What separates a good answer from a great one
Two engineers can produce the same final architecture and still leave the interviewer with very different ratings. The difference, in our experience, is structure plus owned trade-offs. Structure means walking through the seven phases in order, naming the phase you are in, and not skipping the boring ones. Owned trade-offs mean every choice has a defensible reason, and you can name what you gave up to get it.
"Owned trade-offs" is also why CAP and PACELC come up so often in senior rounds — they are the canonical examples of an unavoidable trade-off, and an interviewer asking about them is testing whether you can reason about cost, not whether you can recite letters.
Frequently asked questions
How is this different from LeetCode or designgurus?
LeetCode is a problem bank — thousands of coding problems with sparse explanations. designgurus is a paid course. This is a small set of time-boxed practice flows that drill the four most common senior-IC interview shapes (system design, distributed-systems concepts, coding patterns, request walkthroughs), each linked back to long-form reference material on the site. There is no progression and no progress tracking — pick a flow and start a timer.

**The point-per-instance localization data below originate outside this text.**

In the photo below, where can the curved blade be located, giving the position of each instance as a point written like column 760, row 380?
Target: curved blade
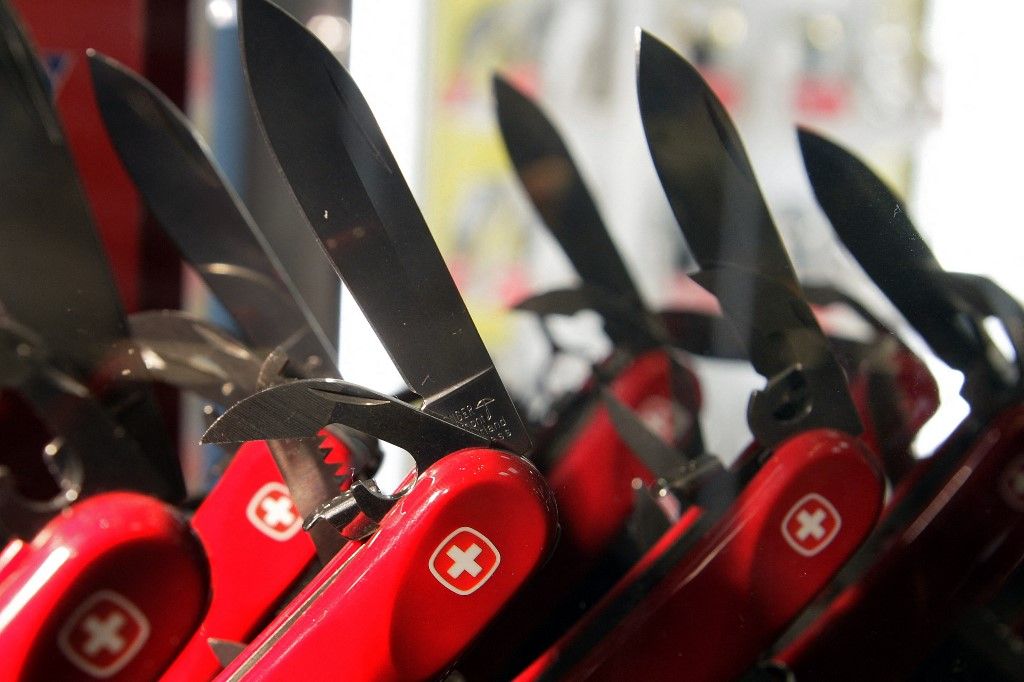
column 718, row 204
column 873, row 224
column 54, row 278
column 193, row 354
column 705, row 170
column 199, row 210
column 300, row 409
column 351, row 190
column 559, row 194
column 662, row 459
column 45, row 226
column 102, row 457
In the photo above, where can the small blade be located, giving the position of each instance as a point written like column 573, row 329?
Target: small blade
column 300, row 409
column 195, row 355
column 101, row 457
column 662, row 459
column 635, row 326
column 704, row 334
column 45, row 225
column 46, row 231
column 351, row 190
column 715, row 197
column 225, row 650
column 873, row 224
column 559, row 194
column 199, row 210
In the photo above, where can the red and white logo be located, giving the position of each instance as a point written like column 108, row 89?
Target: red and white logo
column 811, row 524
column 103, row 634
column 1012, row 483
column 464, row 561
column 273, row 513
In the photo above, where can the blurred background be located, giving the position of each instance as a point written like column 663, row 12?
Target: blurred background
column 926, row 90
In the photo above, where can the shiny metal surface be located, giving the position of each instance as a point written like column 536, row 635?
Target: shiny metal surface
column 718, row 204
column 48, row 238
column 351, row 190
column 199, row 210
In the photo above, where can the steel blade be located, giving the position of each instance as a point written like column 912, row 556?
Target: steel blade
column 301, row 409
column 718, row 204
column 875, row 226
column 197, row 207
column 557, row 190
column 342, row 173
column 660, row 459
column 193, row 354
column 45, row 226
column 700, row 160
column 54, row 278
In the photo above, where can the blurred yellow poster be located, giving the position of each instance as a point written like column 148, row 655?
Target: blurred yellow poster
column 469, row 181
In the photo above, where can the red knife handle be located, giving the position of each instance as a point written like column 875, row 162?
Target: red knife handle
column 257, row 550
column 709, row 615
column 110, row 589
column 952, row 555
column 445, row 558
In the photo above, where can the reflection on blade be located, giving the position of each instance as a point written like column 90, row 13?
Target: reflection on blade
column 718, row 204
column 193, row 354
column 351, row 190
column 873, row 224
column 663, row 460
column 197, row 207
column 301, row 409
column 46, row 231
column 557, row 190
column 704, row 168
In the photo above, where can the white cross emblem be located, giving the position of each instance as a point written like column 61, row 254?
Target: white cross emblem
column 464, row 570
column 811, row 524
column 278, row 511
column 272, row 512
column 464, row 562
column 103, row 634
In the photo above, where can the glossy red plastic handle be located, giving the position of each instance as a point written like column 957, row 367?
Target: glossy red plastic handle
column 403, row 605
column 257, row 550
column 952, row 555
column 111, row 589
column 709, row 614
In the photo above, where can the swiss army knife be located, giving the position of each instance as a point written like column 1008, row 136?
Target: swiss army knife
column 809, row 492
column 200, row 212
column 428, row 565
column 66, row 347
column 607, row 497
column 953, row 529
column 251, row 550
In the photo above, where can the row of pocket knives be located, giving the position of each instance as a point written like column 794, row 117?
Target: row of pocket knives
column 602, row 542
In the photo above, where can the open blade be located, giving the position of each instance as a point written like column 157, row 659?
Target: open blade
column 199, row 210
column 54, row 278
column 342, row 173
column 45, row 226
column 715, row 197
column 300, row 409
column 557, row 190
column 700, row 160
column 875, row 226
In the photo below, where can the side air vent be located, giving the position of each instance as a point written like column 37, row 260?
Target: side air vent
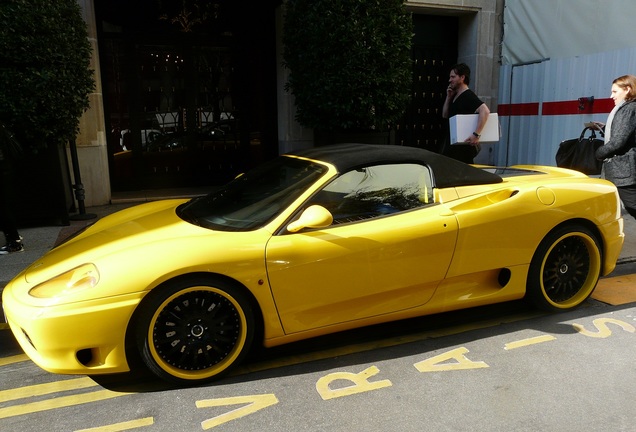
column 504, row 277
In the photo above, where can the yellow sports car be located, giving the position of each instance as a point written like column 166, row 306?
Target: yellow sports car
column 310, row 243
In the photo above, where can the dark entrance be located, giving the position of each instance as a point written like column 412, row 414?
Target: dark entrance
column 434, row 52
column 189, row 90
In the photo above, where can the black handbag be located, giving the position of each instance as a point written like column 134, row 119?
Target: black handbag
column 578, row 153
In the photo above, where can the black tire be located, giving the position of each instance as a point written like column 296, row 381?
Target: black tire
column 194, row 330
column 565, row 269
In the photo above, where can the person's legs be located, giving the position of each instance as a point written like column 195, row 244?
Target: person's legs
column 7, row 218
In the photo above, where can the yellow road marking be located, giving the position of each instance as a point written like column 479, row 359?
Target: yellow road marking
column 133, row 424
column 60, row 402
column 44, row 389
column 530, row 341
column 13, row 359
column 254, row 403
column 616, row 290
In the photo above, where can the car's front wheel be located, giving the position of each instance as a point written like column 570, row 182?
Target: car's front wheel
column 565, row 269
column 193, row 330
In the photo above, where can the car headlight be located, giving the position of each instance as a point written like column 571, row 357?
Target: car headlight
column 82, row 277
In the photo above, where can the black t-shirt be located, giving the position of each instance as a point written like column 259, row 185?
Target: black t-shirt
column 466, row 103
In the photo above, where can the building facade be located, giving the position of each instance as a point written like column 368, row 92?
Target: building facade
column 190, row 97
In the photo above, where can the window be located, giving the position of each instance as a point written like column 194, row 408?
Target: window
column 376, row 191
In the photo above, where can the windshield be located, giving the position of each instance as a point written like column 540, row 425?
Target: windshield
column 253, row 199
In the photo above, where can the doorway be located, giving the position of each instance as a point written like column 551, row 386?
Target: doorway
column 189, row 90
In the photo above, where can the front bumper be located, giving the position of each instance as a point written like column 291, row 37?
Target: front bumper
column 85, row 338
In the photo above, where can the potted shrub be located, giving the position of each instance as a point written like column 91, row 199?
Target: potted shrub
column 45, row 81
column 349, row 63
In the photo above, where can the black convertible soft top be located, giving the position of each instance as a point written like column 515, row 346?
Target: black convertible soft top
column 447, row 172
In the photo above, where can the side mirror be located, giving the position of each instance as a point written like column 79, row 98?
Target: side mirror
column 314, row 216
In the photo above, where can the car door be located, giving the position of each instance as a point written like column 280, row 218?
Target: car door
column 388, row 248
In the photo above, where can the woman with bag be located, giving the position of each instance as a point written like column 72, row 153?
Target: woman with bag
column 619, row 151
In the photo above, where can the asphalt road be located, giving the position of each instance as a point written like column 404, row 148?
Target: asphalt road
column 500, row 368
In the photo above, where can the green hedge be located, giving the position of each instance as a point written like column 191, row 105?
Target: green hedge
column 349, row 62
column 45, row 77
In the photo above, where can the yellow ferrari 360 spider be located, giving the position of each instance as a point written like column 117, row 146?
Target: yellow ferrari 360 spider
column 313, row 242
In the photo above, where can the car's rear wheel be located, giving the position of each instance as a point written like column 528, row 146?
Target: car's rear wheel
column 565, row 269
column 194, row 330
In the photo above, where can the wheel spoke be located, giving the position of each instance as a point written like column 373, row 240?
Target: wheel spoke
column 197, row 330
column 567, row 269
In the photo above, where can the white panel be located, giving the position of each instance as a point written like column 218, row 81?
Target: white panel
column 540, row 29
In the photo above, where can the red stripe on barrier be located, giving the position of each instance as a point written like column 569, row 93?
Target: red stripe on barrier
column 598, row 106
column 518, row 109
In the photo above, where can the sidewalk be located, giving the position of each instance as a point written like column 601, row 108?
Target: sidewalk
column 39, row 240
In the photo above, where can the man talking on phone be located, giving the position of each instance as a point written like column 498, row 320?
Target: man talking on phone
column 462, row 100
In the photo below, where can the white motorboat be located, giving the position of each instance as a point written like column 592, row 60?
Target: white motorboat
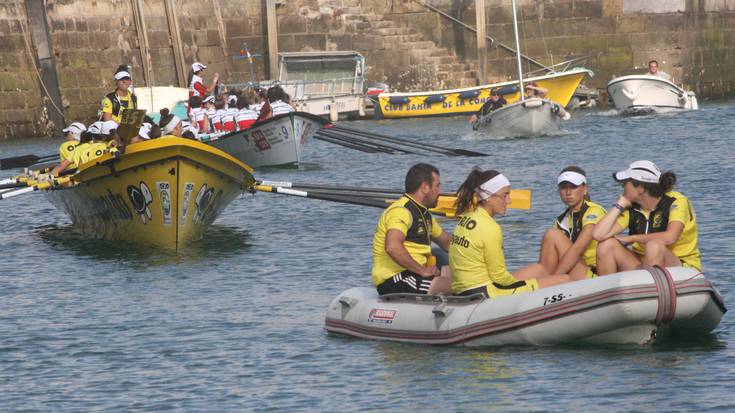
column 645, row 93
column 623, row 308
column 528, row 118
column 275, row 142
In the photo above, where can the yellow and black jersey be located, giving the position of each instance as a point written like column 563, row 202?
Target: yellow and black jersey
column 476, row 253
column 572, row 223
column 66, row 152
column 673, row 206
column 416, row 223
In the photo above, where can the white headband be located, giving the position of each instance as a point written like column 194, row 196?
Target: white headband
column 492, row 186
column 573, row 178
column 171, row 125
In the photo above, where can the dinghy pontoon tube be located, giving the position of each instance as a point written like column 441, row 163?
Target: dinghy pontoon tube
column 628, row 307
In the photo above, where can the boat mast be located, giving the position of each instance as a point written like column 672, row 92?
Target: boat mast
column 518, row 51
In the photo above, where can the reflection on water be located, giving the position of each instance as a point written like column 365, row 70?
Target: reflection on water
column 220, row 242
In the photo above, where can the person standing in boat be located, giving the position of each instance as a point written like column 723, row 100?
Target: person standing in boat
column 661, row 223
column 494, row 103
column 568, row 247
column 197, row 87
column 653, row 71
column 121, row 98
column 476, row 252
column 403, row 237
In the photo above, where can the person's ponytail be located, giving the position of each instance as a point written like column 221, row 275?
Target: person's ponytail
column 466, row 192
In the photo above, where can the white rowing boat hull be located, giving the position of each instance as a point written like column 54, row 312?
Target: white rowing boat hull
column 530, row 118
column 276, row 142
column 628, row 307
column 644, row 92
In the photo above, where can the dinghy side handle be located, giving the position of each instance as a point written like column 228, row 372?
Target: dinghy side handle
column 347, row 301
column 441, row 310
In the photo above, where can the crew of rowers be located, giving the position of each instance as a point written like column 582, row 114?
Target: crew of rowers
column 209, row 112
column 584, row 241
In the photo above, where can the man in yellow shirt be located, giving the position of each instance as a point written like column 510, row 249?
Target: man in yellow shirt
column 121, row 98
column 402, row 240
column 72, row 136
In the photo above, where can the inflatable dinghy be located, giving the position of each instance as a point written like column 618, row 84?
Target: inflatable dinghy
column 627, row 307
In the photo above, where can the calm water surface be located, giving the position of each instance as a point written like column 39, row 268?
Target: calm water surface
column 235, row 322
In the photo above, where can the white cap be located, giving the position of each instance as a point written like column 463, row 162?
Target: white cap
column 75, row 129
column 574, row 178
column 122, row 75
column 95, row 128
column 492, row 186
column 641, row 171
column 108, row 127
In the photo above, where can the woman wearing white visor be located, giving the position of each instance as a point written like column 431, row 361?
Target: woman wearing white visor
column 568, row 247
column 476, row 251
column 661, row 223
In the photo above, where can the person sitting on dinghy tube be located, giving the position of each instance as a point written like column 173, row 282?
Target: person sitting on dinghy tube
column 402, row 240
column 476, row 251
column 568, row 247
column 661, row 223
column 494, row 103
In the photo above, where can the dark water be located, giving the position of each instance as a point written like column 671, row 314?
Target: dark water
column 235, row 322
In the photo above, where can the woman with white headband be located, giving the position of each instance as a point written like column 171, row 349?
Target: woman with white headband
column 476, row 251
column 661, row 224
column 171, row 125
column 568, row 247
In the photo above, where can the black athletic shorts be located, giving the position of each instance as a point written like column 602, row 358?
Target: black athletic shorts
column 405, row 282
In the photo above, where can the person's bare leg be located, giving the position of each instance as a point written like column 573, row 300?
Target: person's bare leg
column 658, row 254
column 613, row 257
column 443, row 283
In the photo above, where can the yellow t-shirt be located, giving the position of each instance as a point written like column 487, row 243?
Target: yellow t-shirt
column 124, row 104
column 416, row 223
column 66, row 151
column 592, row 215
column 685, row 248
column 476, row 253
column 86, row 152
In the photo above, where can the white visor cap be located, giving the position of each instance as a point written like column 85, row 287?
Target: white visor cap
column 641, row 171
column 574, row 178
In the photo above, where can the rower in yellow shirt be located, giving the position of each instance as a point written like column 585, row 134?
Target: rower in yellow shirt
column 476, row 253
column 661, row 224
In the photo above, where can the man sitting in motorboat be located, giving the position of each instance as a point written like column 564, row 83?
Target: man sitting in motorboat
column 661, row 223
column 476, row 252
column 494, row 103
column 568, row 247
column 653, row 71
column 402, row 240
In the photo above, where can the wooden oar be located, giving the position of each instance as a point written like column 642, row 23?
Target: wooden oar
column 34, row 187
column 520, row 198
column 462, row 152
column 24, row 160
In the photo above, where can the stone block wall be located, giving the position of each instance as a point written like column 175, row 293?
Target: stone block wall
column 694, row 40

Is this useful for L4 / mid-level interviews too?
The system-design round is the same shape at L4, L5, and L6 — the difference is depth in the "scaling + failure modes" section and breadth in trade-offs. The flashcards and pattern drills work at any level. If you are interviewing for an L4 role, ignore the staff-level distractions in the system-design prompts (e.g. multi-region active-active) and focus on the basics.
How long should I spend prepping for a senior SWE interview?
Most candidates with 5+ years of experience need 4 to 8 weeks of part-time prep (about 6 hours a week) before a FAANG-tier round. The bottleneck is usually system design — you need to have driven enough production systems that the trade-offs feel intuitive, not memorised. Coding rounds need less prep if you write code daily; flashcards close the rest of the gap in a week.
What system-design topics are most commonly tested at the senior level?
In the last few years: feed / timeline systems, key-value stores, distributed counters and rate limiters, search and typeahead, real-time chat, ride-matching, notifications, ride-share / object storage, and pipelines (event ingestion, distributed scheduling). The fourteen prompts in our system-design flow are drawn from this canonical set. Less common but still tested: video streaming pipelines, payments, multi-region replication design.
What books should I read before practising with these flows?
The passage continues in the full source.